“I’m not sick, Maddie, but I do need to see the doctor.”
“Well, like I said…”
“I know. Three days.” Helen twisted her fingers together, a habit she had when she was nervous, which wasn’t often.
Maddie came around the desk and took Helen’s elbow. “Sit down, dear, before you do something stupid like faint on me.” She led Helen to a chair, forced her onto the wooden seat and sat down next to her. “Tell me, what can I do?”

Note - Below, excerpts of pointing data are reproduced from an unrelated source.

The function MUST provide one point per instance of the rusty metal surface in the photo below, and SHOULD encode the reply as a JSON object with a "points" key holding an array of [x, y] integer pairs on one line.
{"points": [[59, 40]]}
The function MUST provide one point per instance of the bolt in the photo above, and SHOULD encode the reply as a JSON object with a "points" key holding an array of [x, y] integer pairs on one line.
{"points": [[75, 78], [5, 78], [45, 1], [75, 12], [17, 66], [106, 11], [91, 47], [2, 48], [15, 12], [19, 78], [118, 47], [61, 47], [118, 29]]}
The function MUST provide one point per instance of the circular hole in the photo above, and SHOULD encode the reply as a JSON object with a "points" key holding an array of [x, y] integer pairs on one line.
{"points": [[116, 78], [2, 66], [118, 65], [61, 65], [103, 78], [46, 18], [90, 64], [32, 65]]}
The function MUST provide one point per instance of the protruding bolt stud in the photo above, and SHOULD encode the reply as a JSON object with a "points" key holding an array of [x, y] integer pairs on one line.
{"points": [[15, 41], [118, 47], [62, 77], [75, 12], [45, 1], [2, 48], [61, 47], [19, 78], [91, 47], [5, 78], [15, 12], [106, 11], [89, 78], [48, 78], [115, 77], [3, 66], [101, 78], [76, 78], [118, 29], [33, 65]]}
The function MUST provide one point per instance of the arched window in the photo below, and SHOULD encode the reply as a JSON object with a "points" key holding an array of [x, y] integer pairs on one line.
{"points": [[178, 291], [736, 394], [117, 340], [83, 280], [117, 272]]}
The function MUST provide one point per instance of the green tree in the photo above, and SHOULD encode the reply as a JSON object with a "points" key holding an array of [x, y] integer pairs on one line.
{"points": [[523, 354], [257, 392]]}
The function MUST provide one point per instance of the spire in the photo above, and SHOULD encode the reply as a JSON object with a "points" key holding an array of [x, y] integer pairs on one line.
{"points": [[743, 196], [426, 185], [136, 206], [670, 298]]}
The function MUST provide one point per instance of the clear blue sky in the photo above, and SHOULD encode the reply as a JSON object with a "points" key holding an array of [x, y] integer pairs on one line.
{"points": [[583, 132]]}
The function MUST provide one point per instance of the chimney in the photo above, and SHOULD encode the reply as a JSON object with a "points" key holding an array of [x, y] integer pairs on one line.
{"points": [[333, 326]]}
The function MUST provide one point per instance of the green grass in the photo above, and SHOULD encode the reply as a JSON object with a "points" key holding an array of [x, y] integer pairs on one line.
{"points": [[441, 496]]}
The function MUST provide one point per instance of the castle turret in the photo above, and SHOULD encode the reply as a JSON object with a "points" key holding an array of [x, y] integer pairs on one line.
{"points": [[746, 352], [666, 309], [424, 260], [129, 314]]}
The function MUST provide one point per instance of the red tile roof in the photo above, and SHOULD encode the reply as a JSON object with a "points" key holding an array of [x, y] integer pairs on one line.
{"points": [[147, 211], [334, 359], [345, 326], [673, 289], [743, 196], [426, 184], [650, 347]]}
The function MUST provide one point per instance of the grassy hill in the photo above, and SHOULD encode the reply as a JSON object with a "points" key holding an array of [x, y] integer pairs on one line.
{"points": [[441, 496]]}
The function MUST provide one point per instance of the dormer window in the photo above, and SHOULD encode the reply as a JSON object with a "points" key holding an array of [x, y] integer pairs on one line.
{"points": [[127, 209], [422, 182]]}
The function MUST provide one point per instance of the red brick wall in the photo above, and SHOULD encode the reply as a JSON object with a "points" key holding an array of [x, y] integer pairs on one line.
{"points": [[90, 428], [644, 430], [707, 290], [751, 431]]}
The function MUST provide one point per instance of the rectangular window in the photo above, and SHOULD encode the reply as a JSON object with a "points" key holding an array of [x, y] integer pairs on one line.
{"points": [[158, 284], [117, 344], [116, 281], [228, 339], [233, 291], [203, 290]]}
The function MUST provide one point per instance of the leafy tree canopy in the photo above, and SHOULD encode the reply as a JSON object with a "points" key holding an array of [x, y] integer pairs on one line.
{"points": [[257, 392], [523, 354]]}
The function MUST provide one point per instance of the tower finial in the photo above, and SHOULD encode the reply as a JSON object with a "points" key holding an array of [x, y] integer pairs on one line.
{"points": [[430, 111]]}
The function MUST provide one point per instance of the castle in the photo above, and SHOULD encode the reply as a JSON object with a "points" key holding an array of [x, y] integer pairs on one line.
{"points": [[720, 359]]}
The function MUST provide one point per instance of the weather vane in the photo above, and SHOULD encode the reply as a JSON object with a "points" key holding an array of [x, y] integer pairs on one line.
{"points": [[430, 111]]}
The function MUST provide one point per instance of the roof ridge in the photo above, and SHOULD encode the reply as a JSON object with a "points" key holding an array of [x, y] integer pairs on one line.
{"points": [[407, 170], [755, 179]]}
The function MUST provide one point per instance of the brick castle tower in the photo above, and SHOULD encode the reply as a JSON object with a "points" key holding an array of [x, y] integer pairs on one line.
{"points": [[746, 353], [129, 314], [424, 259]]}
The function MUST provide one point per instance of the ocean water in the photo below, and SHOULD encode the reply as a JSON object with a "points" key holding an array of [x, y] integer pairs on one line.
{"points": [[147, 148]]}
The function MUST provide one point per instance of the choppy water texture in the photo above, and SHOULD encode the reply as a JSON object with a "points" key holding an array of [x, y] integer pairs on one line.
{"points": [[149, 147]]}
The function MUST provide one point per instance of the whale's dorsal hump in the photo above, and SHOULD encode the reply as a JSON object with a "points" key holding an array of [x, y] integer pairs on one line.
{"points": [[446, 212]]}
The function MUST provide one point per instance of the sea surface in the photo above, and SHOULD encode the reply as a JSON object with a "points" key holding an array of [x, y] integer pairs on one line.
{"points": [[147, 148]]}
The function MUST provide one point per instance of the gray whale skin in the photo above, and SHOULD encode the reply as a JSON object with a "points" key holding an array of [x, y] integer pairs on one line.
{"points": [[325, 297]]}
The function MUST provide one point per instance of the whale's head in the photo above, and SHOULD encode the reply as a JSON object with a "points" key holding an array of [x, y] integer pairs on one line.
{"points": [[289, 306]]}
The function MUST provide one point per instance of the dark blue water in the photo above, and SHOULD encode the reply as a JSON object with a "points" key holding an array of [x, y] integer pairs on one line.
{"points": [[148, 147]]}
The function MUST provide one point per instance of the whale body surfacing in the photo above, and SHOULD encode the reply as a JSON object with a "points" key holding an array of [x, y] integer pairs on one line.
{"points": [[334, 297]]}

Even though she knew no one was in the waiting room but her and Maddie, Helen still scanned all four corners of the office. She looked out the windows, stared at the door. She figured she could trust Maddie, and since Doc Tucker was away, she was going to have to. She turned toward the older woman and said, “If I tell you something, you have to abide by patient confidentiality, right? Just like if I told Doc?”
Maddie patted Helen’s clenched hands. “I don’t know about the official rules, Helen, but I do know if you tell me something you want kept a secret, I’ll go to my grave with it.” She smiled. “Now, is that good enough for you?”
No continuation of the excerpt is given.